Configuring the Livy Interpreter

The Livy interpreter provides support for Spark Python, SparkR, Basic Spark, and Spark SQL jobs. To use the Livy interpreter for these variations of Spark, you must take certain actions, including configuring Zeppelin and installing software on your MapR Data Platform cluster.

You must also issue your docker run command with the parameters the Livy interpreter requires. See the following material for details about these parameters:

Spark Python

The Apache Livy interpreter supports both Python 2 and Python 3, but you can run only one or the other in your container. You must install the Python packages on your MapR cluster to use them through Livy. You do not need to install them in your container.

To use Python, specify the following in your notebook:

%zeppelin.livy.pyspark

By default, this invokes Python 2. To switch Python versions, see Python Version.

To install custom Python packages, see Installing Custom Packages for PySpark.

SparkR

You must install R on your MapR cluster to use Apache SparkR through Livy.
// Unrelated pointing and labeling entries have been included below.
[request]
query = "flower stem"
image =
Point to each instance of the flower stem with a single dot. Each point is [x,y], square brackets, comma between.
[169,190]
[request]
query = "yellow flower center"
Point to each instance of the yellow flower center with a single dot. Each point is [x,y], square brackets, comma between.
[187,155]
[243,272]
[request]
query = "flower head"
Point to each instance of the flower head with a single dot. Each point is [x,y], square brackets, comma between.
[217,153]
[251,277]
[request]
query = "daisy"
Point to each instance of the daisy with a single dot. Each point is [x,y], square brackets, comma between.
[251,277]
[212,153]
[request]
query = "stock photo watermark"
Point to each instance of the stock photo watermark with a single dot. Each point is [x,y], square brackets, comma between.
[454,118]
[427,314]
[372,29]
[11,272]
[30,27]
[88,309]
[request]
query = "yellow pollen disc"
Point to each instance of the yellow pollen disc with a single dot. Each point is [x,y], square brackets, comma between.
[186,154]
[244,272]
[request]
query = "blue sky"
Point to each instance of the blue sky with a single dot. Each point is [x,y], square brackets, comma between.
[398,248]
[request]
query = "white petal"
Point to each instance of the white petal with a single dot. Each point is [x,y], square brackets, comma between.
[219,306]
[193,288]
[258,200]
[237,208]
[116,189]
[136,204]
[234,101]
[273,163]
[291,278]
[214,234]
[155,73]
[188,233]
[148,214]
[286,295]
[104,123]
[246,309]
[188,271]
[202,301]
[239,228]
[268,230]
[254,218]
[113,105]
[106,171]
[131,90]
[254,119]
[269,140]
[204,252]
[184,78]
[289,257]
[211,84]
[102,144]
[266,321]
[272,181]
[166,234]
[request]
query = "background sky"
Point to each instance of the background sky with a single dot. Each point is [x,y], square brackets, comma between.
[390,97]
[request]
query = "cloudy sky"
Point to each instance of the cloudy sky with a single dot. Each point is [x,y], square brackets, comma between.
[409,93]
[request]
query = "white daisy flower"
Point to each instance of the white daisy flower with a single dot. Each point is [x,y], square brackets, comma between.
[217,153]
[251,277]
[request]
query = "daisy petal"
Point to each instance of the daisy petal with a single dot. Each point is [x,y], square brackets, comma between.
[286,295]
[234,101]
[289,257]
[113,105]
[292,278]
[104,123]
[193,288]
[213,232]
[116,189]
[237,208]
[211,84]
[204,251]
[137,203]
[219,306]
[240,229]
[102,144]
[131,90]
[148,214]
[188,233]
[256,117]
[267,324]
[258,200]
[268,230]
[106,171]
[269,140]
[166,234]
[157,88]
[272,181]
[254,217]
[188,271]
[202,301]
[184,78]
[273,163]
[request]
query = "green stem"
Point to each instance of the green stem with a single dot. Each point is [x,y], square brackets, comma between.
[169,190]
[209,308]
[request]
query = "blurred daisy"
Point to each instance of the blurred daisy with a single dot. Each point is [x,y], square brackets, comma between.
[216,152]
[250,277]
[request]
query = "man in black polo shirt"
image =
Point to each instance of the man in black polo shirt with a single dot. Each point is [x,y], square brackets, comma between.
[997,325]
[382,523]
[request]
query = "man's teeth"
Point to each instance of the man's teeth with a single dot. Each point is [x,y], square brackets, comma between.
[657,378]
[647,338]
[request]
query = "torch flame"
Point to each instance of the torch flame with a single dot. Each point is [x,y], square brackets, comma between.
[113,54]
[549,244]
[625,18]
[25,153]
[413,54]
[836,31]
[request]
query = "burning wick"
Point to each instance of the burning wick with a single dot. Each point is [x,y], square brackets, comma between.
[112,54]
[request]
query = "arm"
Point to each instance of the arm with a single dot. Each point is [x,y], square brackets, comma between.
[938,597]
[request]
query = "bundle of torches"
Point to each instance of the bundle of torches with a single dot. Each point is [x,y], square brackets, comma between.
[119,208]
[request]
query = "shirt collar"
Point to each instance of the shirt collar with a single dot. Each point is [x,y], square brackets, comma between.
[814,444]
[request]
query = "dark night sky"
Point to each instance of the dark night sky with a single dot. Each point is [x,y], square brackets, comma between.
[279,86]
To install custom packages for SparkR, run the R interpreter and execute R commands to install the target package. You must install the packages on each node where SparkR will execute. This are the nodes that contain a YARN NodeManager. By default, the Livy interpreter submits Spark jobs in YARN cluster mode.

The following example installs the data.table and googleVis packages using the R interpreter:

sudo R
> install.packages("data.table")
> install.packages("googleVis")
To verify these installs, run the following code in your Zeppelin UI:
%zeppelin.livy.sparkr

print(packageVersion("data.table"))
print(packageVersion("googleVis"))
Your output should look similar to the following, depending on your package versions:
[1] '1.10.4.3'
[1] '0.6.2'

Spark Jobs

By default, the Livy interpreter is configured to submit Apache Spark jobs in YARN cluster mode.

To run Spark jobs in parallel, you must modify the Livy interpreter to instantiate Per Note:

You can set scoped to either of the two options.

Hive Tables

To use Apache Spark SQL with Apache Hive, follow the steps described at Integrate Spark-SQL (Spark 2.0.1 and later) with Hive. As described on that page, to access Hive tables through Spark, you must make the hive-site.xml configuration file from your Hive cluster available to Spark running in your Zeppelin container.

One way to make the file available is through a volume mount when you start Docker:

  1. Copy the file /opt/mapr/hive/hive-<version>/conf/hive-site.xml from your Hive cluster to the local host on which you are running the Docker container.
  2. Add a volume mount argument to your docker run command.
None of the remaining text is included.